Cash-on-hand in Developing Countries and the Value of Social Insurance

This paper studies the value of Social Insurance in developing countries. First, it explores a national wide cash bonus policy in Brazil with a RD design to provide new estimates on liquidity effects within the context of high labor informality. The bonus, equivalent to 15 days of earnings, reduces by 1.3 percentage points the probability that displaced workers find a new formal job in the first 12 weeks of the spell. Second, by exploiting the Unemployment Insurance (UI) schedule with a RD design, it estimates that an additional month of entitlement decreases the same outcome by 1.8 percentage points. By matching administrative and survey data, it exploits the same design to deliver novel estimates of informal labor responses to UI: an extra month of entitlement strongly increases informal employment. The magnitude of this effect is similar to the negative response on formal employment.
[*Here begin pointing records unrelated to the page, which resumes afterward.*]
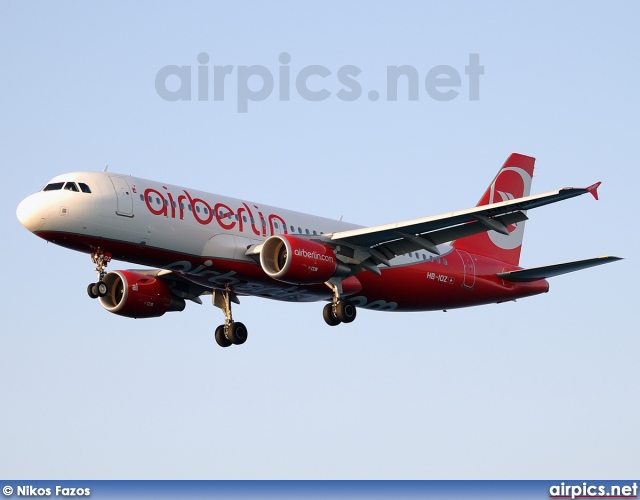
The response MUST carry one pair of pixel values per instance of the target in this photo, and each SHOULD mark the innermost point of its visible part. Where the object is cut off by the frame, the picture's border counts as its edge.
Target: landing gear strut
(231, 332)
(100, 288)
(340, 310)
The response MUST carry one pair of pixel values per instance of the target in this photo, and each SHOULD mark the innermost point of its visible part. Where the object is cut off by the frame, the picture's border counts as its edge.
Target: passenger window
(54, 186)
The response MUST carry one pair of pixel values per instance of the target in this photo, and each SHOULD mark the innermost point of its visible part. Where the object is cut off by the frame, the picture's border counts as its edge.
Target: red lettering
(253, 222)
(225, 216)
(273, 217)
(155, 211)
(194, 209)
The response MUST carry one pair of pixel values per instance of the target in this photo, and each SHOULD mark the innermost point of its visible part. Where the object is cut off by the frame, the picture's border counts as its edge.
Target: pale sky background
(546, 387)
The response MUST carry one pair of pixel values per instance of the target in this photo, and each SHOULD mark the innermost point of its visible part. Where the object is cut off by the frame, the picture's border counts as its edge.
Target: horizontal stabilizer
(539, 273)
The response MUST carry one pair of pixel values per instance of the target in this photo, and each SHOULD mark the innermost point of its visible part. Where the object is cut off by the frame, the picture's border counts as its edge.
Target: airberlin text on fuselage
(226, 217)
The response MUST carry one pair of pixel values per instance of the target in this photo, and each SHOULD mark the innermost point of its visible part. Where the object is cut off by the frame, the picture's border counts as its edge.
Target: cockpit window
(54, 186)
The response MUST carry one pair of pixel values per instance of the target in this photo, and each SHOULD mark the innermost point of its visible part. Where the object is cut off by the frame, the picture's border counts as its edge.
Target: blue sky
(542, 388)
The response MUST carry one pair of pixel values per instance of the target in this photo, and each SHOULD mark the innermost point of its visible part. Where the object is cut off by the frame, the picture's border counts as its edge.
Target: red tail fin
(513, 181)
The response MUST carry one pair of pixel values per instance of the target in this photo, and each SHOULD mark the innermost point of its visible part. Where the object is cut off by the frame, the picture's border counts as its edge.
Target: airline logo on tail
(513, 181)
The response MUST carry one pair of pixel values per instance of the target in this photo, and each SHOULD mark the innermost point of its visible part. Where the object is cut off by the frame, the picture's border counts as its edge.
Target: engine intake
(138, 296)
(299, 261)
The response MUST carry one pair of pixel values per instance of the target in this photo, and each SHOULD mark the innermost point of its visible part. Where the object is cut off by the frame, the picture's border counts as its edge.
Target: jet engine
(299, 261)
(138, 296)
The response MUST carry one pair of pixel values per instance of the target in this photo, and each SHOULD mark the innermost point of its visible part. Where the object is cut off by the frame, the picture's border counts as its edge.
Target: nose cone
(31, 212)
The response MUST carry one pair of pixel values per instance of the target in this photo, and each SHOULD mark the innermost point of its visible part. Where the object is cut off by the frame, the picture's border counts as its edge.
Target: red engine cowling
(298, 261)
(138, 296)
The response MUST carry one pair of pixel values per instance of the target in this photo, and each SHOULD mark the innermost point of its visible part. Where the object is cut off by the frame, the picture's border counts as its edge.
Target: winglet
(593, 189)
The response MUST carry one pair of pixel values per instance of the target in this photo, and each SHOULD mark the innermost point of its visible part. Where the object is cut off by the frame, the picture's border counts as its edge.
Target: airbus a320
(203, 244)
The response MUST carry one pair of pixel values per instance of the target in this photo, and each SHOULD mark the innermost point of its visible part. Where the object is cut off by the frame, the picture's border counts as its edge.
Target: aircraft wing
(539, 273)
(384, 242)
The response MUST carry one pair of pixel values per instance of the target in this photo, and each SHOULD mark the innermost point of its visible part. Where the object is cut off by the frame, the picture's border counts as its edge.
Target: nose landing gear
(340, 310)
(100, 288)
(231, 332)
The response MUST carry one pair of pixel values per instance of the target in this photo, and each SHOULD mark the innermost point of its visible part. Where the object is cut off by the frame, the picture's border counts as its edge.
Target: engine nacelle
(298, 261)
(138, 296)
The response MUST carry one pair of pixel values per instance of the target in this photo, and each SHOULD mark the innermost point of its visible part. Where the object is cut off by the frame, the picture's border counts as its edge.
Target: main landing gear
(231, 332)
(100, 288)
(340, 310)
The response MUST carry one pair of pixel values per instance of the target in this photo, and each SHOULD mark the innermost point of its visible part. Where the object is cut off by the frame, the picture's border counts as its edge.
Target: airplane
(202, 244)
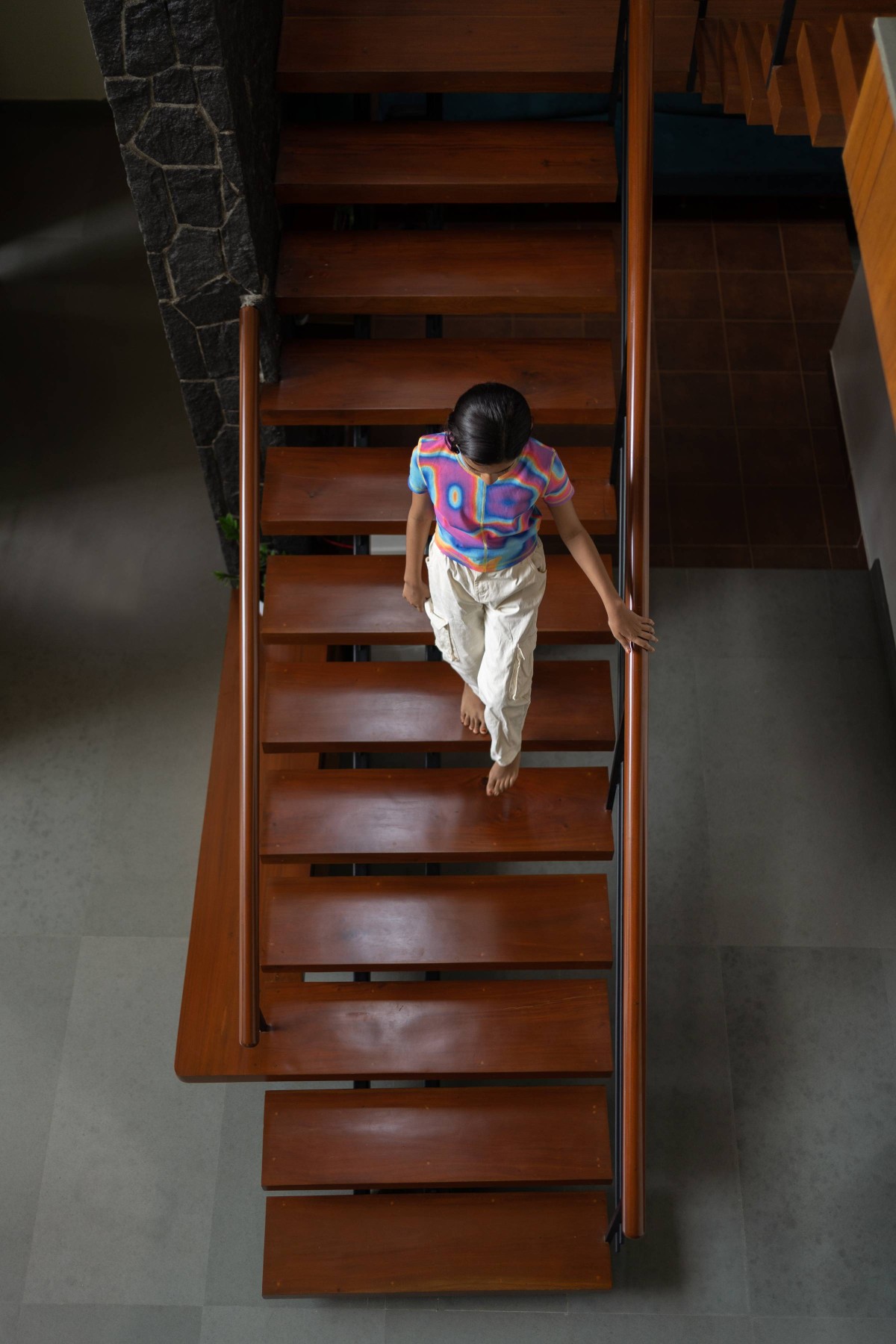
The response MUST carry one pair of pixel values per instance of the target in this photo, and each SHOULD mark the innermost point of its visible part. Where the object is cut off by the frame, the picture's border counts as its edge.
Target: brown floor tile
(707, 515)
(748, 246)
(815, 245)
(696, 399)
(841, 515)
(762, 346)
(820, 398)
(714, 557)
(691, 344)
(682, 246)
(662, 557)
(791, 557)
(777, 455)
(768, 399)
(832, 460)
(685, 293)
(704, 455)
(755, 295)
(815, 342)
(785, 515)
(820, 297)
(849, 557)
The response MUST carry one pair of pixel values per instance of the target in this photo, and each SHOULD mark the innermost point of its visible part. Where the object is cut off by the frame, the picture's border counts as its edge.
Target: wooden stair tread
(405, 1137)
(415, 706)
(415, 382)
(408, 815)
(435, 1243)
(314, 491)
(821, 96)
(450, 270)
(358, 600)
(440, 161)
(458, 922)
(447, 49)
(449, 1028)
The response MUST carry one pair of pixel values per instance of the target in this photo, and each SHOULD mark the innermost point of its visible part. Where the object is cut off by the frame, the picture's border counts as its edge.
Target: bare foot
(472, 712)
(503, 777)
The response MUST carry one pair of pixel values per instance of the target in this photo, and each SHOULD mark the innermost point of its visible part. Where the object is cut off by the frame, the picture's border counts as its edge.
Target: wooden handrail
(635, 777)
(249, 596)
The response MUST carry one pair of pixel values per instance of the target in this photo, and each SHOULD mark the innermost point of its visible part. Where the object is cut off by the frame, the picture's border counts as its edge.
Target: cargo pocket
(442, 632)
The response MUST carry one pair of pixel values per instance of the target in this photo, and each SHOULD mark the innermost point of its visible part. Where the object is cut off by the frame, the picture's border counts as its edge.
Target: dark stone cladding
(191, 87)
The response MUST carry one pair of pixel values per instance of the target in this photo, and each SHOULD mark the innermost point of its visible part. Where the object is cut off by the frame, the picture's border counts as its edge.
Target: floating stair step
(358, 600)
(850, 52)
(709, 67)
(753, 80)
(449, 270)
(821, 96)
(732, 94)
(376, 816)
(417, 707)
(441, 161)
(467, 1242)
(406, 1137)
(417, 382)
(450, 1028)
(458, 922)
(447, 47)
(314, 491)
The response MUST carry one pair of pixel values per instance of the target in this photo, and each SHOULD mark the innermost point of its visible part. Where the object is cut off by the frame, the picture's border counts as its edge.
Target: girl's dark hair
(491, 423)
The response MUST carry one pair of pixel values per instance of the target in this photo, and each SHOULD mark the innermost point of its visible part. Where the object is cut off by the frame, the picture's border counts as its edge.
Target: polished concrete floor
(131, 1210)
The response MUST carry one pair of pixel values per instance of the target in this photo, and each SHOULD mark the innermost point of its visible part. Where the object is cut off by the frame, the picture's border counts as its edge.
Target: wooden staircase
(812, 93)
(469, 1184)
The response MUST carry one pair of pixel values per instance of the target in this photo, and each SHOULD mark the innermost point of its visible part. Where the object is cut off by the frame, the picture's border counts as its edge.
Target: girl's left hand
(629, 628)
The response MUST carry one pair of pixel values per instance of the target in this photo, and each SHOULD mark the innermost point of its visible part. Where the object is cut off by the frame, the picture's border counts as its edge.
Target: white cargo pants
(485, 626)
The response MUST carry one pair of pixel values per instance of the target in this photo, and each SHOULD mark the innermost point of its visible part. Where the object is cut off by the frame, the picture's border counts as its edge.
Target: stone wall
(191, 87)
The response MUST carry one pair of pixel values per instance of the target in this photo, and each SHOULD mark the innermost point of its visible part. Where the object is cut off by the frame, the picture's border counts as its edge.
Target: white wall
(46, 50)
(871, 436)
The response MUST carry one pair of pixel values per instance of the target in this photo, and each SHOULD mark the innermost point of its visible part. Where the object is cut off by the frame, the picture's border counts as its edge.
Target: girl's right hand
(415, 593)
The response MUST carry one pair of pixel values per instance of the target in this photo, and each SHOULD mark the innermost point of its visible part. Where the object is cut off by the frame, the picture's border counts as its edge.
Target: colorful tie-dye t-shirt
(488, 527)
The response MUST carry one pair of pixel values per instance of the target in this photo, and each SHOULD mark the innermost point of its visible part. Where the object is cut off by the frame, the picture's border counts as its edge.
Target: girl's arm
(420, 520)
(626, 625)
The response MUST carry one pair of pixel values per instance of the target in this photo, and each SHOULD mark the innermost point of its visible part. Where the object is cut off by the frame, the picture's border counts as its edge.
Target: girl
(481, 480)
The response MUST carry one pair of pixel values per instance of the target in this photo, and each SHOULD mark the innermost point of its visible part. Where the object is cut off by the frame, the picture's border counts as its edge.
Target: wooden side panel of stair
(406, 1137)
(415, 707)
(460, 922)
(435, 1243)
(441, 161)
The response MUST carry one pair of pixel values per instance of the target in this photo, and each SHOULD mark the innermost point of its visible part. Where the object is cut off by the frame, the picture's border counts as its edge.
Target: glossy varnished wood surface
(311, 491)
(405, 1137)
(435, 1243)
(449, 1028)
(452, 922)
(417, 706)
(417, 382)
(373, 816)
(441, 161)
(450, 270)
(358, 600)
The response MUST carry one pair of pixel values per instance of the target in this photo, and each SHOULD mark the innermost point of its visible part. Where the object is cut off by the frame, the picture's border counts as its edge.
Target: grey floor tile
(815, 1090)
(282, 1324)
(109, 1325)
(125, 1204)
(743, 613)
(692, 1260)
(822, 1330)
(497, 1327)
(37, 976)
(662, 1330)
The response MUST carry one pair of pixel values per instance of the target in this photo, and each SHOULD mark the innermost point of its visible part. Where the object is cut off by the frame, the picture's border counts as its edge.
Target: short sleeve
(559, 488)
(415, 479)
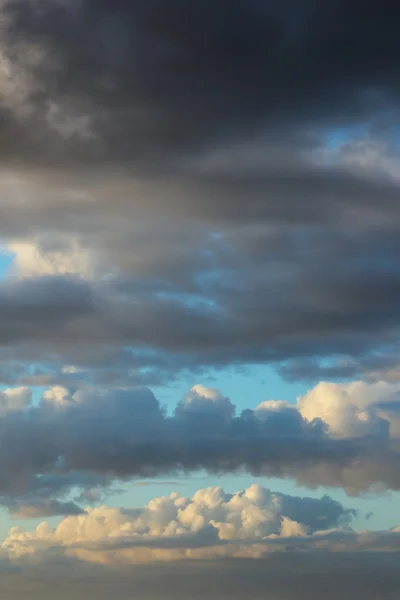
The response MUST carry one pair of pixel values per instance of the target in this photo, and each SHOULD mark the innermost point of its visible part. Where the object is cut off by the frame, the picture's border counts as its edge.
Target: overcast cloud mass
(188, 191)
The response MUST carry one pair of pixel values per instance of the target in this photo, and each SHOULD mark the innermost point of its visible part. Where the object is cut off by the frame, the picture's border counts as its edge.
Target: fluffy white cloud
(60, 256)
(15, 399)
(353, 409)
(171, 524)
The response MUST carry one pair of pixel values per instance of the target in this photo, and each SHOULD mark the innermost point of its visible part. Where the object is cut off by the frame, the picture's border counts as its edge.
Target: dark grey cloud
(185, 153)
(156, 77)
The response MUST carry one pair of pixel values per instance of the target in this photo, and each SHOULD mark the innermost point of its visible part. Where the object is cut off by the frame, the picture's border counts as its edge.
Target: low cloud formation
(72, 446)
(174, 526)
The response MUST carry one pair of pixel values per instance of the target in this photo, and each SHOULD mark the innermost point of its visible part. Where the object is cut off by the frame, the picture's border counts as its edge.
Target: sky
(199, 299)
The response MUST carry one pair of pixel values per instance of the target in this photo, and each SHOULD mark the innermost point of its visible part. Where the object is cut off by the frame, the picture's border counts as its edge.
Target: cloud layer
(199, 191)
(73, 446)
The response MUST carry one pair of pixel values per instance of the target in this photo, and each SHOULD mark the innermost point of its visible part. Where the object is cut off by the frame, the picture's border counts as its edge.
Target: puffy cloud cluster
(72, 445)
(211, 518)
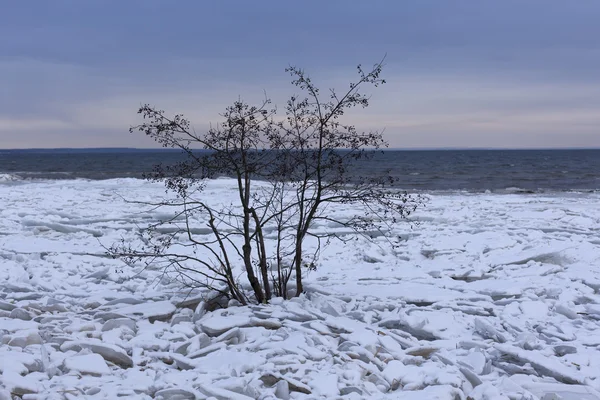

Based on a labor supply model extended with labor informality, it is shown that, despite some implementation challenges, these empirical results can be used to estimate a lower bound of the insurance value of UI. Liquidity effects account for 58% of the total response to longer benefit entitlement on formal employment. A calibration exercise based on sufficient statistics suggests that providing UI in developing countries, where labor informality is high, may yield substantial welfare gains. Further exploiting state level heterogeneity in informality rates indicates that it is not obvious how the optimal UI generosity should vary as the market formalizes.


Britto, D., 2015. Cash-on-hand in Developing Countries and the Value of Social Insurance: Evidence from Brazil.